After reading some more, I think I have a more detailed look as to how he blew up.
Oddly, it was actually very safe bets he was making! But it is how you go about it...
So it looks like he was selling options such that you would expect to 'win' 99 times out of 100. But of course, the 'pay off' for that kind of bet is very small (< 1%). So he tried to make 'big money' by leveraging this bet with borrowed money.
So you make 1% four times a year (options 3 months out) is 4%, but you use a 10x leverage for 40% a year. It works until it doesn't.
He apparently wasn't even diversified, and had so much in Natural Gas options, that the move in NG wiped him out and more.
The 4th post down on page 2 by srinir gives some examples.
https://www.elitetrader.com/et/thre...to-blow-up-his-fund-and-clients.327102/page-2
A $4 call sold for 1.5 cents when NG was ~ $3. If the call expires and NG is less than $4, he gets to keep his 1.5 cents. But NG went up to ~ $5, so the call that he SOLD is now worth ~ $1 ($5-the $4 call strike) - he would need to cover/buy it back at ~ 66x what he sold it for!
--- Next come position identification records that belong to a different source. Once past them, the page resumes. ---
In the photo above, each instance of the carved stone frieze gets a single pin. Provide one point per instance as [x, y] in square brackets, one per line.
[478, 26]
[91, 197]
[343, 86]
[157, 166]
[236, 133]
Double-plus-OUCH!!!
The financial firm behind those options isn't going to let that go on any longer, so they liquidate him to cover as much as they can. It apparently rose too fast to catch it all, so he went negative.
What he needed was an offsetting position that would limit the maximum loss he could have. It's been a while since I studies options, but I think what he would need to do is BUY a CALL at a strike price little above the $4 strike he sold, say $4.10. Then the max loss would be 10 cents on the 1.5 cents he sold for. But of course, the $4.10 strike call will cost him only a little less than what he sold the $4 call for, so there is little profit to be made. So he went 'naked' to maximize profits. And he got hit, big time. Not only the 66x, but if he was on 10% margin, that's like 660x against you!
I'm sure those details are wrong, but it explains the concept, I think. A classic Taleb "Black Swan" story, though this Black Swan should have been expected - it just would not be that uncommon. In fact, I think Taleb does something like the opposite of this - his data says the bets that only pay off occasionally are often mis-priced, and if you make enough of them you come out head?